Estrogen: a Phoenix From the Ashes

Estrogen has become like a “Phoenix from the Ashes.” It was once feared and abandoned after the WHI trials, and now it has been proven to be very favorable and beneficial as a component of MHT. Studies from Denmark, Finland and the United States all confirm that ET is definitely favorable in MHT. A 20 to 40 perent reduction in all-cause mortality in women using ET was noted in several observational studies. Also, a Bayesian meta-analysis based on several observational and randomized clinical trials showed a 28 percent mortality reduction. This is only noted within the first 10 years after menopause. Nonetheless, women should take a progestogen while taking estrogen to prevent the development of endometrial cancers. Therefore, it’s safer to choose a progestogen hand in hand with the estrogen, but what’s really paramount is the choice of a safe progestogen.

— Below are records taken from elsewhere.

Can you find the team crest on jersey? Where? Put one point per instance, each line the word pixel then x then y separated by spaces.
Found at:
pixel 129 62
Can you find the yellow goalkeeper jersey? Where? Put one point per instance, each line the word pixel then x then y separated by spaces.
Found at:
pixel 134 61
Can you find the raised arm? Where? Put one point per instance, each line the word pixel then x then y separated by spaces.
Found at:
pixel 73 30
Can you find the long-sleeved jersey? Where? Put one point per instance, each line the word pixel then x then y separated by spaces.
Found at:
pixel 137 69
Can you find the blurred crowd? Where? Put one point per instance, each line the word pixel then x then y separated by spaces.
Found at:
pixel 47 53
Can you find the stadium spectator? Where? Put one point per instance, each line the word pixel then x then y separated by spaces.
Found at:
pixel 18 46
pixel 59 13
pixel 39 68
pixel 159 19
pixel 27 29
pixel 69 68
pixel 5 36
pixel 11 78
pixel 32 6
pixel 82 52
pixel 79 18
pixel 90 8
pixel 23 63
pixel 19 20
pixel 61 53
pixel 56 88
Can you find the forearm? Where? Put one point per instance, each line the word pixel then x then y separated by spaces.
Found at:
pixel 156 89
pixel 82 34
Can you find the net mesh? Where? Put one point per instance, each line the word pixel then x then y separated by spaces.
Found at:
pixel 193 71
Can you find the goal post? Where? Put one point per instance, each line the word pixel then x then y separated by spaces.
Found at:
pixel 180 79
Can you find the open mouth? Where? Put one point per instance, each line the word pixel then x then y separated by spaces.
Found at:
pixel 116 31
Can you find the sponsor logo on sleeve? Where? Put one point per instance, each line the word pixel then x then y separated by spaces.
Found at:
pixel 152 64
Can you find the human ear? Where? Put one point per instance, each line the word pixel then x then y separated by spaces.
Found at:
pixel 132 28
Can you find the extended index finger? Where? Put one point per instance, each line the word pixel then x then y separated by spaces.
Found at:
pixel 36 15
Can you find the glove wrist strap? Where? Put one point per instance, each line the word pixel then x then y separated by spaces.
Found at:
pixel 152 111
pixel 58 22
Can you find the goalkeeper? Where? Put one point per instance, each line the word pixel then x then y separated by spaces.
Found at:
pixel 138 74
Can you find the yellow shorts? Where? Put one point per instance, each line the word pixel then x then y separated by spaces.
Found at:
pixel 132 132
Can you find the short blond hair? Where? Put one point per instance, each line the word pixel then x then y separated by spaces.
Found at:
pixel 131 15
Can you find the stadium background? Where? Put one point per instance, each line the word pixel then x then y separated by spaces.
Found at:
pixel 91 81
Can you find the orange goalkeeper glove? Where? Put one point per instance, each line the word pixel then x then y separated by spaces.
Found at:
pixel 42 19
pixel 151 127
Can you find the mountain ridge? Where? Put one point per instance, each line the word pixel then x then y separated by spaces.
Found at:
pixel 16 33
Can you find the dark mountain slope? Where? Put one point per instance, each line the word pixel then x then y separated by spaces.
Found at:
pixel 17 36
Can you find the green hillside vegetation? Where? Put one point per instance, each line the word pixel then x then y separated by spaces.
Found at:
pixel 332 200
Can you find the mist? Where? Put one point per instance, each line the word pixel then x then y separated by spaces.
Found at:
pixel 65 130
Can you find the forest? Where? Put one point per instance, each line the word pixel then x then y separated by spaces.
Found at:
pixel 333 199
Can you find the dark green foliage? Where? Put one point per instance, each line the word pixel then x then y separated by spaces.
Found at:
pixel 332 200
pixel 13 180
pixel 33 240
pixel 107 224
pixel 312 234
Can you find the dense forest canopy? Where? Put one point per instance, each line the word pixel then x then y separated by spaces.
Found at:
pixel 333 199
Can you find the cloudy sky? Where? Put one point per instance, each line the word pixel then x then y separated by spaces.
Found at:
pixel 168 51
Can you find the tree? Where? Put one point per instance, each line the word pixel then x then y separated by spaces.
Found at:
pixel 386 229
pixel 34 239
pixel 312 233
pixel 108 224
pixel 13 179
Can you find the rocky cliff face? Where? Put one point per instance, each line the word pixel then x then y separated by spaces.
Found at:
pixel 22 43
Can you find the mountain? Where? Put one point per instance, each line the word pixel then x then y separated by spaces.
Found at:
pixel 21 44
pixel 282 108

[See: What Not to Say to a Breast Cancer Patient.]

ET and EPT: It Takes Two Flints to Make a Fire

Women can be given ET and a “safe EPT.” This is advised with the lowest effective doses, for the least time (In the case of breast cancer risk, MHT duration has not exceeded five years for EPT and six years for ET), and at the appropriate age after menopause within the “window of opportunity,” if women wish to harness the highest benefit-risk ratio during their biological lives. Indeed, ET and EPT are the two flints to improve women’s health in preventing osteoporosis and cardiovascular diseases while protecting against breast and endometrial cancers.